Afp December 06, 2013
Benazir Bhutto. PHOTO: FILE

NEW YORK:


A new book brings to a wider audience a theory of cover-up, sweeping blame and staggering security failures behind the 2007 assassination of country’s ex-prime minister Benazir Bhutto.


Author and Chilean diplomat Heraldo Munoz headed a damning UN report in 2010 that said Benazir’s death could have been prevented and that Pakistan deliberately failed to investigate properly. Now a UN assistant secretary general, Munoz’s book “Getting Away with Murder: Benazir Bhutto’s Assassination and the Politics of Pakistan”, goes on sale in the United States next week.

Munoz likened the best explanation for who killed Bhutto to a 17th century Spanish play “Fuenteovejuna”, in which a village united together to kill a hated commander.

Bhutto’s own security failed her and those who encouraged her to return to Pakistan did not provide her with protection, Munoz argues.

“Political actors, even those close to her, would rather turn the page rather than find out who did it,” he said.

“Sectors of the Pakistani establishment also wanted her dismissed or dead.” He said police were “clearly responsible for a cover-up and I’m convinced that came from higher up”.

Federal investigators were delayed in accessing the scene.
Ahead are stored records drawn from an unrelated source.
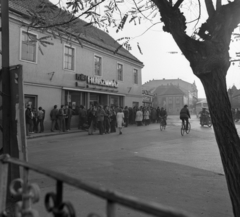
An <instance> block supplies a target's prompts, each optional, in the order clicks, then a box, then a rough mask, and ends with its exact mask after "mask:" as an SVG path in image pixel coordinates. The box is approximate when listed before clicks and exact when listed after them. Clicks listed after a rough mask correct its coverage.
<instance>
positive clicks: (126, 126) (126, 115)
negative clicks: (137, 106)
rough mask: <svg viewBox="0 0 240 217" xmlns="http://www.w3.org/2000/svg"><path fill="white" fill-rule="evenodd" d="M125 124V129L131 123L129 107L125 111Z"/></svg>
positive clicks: (125, 108) (125, 109)
mask: <svg viewBox="0 0 240 217" xmlns="http://www.w3.org/2000/svg"><path fill="white" fill-rule="evenodd" d="M124 122H125V127H127V126H128V123H129V110H128V107H127V106H126V107H125V109H124Z"/></svg>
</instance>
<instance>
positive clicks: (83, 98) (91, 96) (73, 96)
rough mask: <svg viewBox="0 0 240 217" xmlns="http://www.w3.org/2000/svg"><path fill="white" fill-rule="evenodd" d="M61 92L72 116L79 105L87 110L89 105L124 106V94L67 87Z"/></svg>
mask: <svg viewBox="0 0 240 217" xmlns="http://www.w3.org/2000/svg"><path fill="white" fill-rule="evenodd" d="M63 90H64V92H65V97H64V98H65V104H66V105H69V106H71V107H72V109H73V110H74V114H78V110H79V108H80V106H81V105H83V106H84V107H85V108H87V109H88V108H89V107H90V105H95V106H97V105H102V106H117V107H123V106H124V94H119V93H112V92H107V91H106V92H105V91H104V92H103V91H97V90H91V89H80V88H79V89H77V88H68V87H64V88H63Z"/></svg>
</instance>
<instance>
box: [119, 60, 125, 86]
mask: <svg viewBox="0 0 240 217" xmlns="http://www.w3.org/2000/svg"><path fill="white" fill-rule="evenodd" d="M118 65H121V66H122V80H120V79H119V77H118ZM123 68H124V67H123V63H120V62H117V81H121V82H123V79H124V76H123Z"/></svg>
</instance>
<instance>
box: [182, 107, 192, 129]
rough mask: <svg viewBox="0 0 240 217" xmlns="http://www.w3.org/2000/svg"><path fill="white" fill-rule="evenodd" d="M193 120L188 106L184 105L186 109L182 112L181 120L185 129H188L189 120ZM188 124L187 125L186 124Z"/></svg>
mask: <svg viewBox="0 0 240 217" xmlns="http://www.w3.org/2000/svg"><path fill="white" fill-rule="evenodd" d="M189 118H191V116H190V113H189V110H188V105H184V107H183V108H182V109H181V111H180V119H181V120H182V124H183V125H184V126H185V129H186V130H187V129H188V119H189ZM185 123H186V124H185Z"/></svg>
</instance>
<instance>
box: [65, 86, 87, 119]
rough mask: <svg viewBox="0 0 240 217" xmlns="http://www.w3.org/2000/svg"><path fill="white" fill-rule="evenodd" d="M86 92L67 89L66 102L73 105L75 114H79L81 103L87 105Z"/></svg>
mask: <svg viewBox="0 0 240 217" xmlns="http://www.w3.org/2000/svg"><path fill="white" fill-rule="evenodd" d="M86 94H87V93H85V92H78V91H66V92H65V102H66V103H65V104H67V105H69V106H71V107H72V109H73V111H74V115H78V110H79V107H80V105H83V106H85V107H86V98H87V97H86Z"/></svg>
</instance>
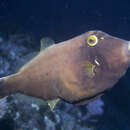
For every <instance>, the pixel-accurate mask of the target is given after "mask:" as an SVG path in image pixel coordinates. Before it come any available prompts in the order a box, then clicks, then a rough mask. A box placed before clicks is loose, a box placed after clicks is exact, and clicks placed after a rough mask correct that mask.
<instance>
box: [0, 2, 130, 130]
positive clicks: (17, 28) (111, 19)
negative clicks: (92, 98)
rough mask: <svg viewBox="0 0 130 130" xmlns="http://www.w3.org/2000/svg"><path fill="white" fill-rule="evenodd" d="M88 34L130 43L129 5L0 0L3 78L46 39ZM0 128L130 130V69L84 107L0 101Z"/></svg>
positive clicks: (16, 101) (0, 70) (25, 100)
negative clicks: (106, 91) (94, 100)
mask: <svg viewBox="0 0 130 130" xmlns="http://www.w3.org/2000/svg"><path fill="white" fill-rule="evenodd" d="M89 30H102V31H104V32H107V33H109V34H111V35H114V36H116V37H119V38H123V39H126V40H130V1H126V0H120V1H117V0H100V1H99V0H93V1H92V0H38V1H36V0H30V1H29V0H0V77H2V76H6V75H9V74H12V73H14V72H15V71H17V69H18V68H19V67H20V66H22V65H23V64H24V63H25V62H27V61H28V59H30V57H33V56H34V55H36V54H37V53H38V52H39V49H40V40H41V39H42V38H44V37H49V38H51V39H53V40H54V41H55V43H58V42H60V41H64V40H67V39H70V38H72V37H74V36H77V35H80V34H81V33H84V32H86V31H89ZM26 57H27V58H26ZM110 58H111V57H110ZM0 130H130V69H128V71H127V73H126V75H125V76H124V77H122V78H121V79H120V81H119V82H118V83H117V84H116V85H115V87H114V88H112V90H111V91H110V92H109V93H106V94H105V95H104V96H102V97H101V98H99V99H97V100H95V101H93V102H91V103H89V104H88V105H84V106H79V107H77V106H74V105H71V104H67V103H65V102H59V103H58V104H57V106H56V108H55V109H54V111H53V112H52V111H51V110H50V109H49V107H48V105H47V103H46V102H45V101H44V100H41V99H37V98H33V97H28V96H24V95H20V94H14V95H11V96H8V97H6V98H4V99H1V100H0Z"/></svg>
In the end they collected only 23 pieces of evidence from the washed-down scene.

Munoz said it was ridiculous to imagine that Bhutto’s widower, former president Asif Ali Zardari, had been involved in her death. “He was helpful but I cannot say his whole government was helpful because we encountered all sorts of obstacles,” he said.

He said former interior minister Rehman Malik, Bhutto’s head of security, had been in a back-up bullet-proof Mercedes but was nowhere to be found immediately after the attack. “They probably wanted to save their skin, to put it bluntly,” Munoz said. “Never could we get straight answers from him.”

The diplomat said guilt was for the courts to decide, but that Musharraf bore “political responsibility” by not providing adequate security to a former prime minister living under threat.

Published in The Express Tribune, December 6th, 2013.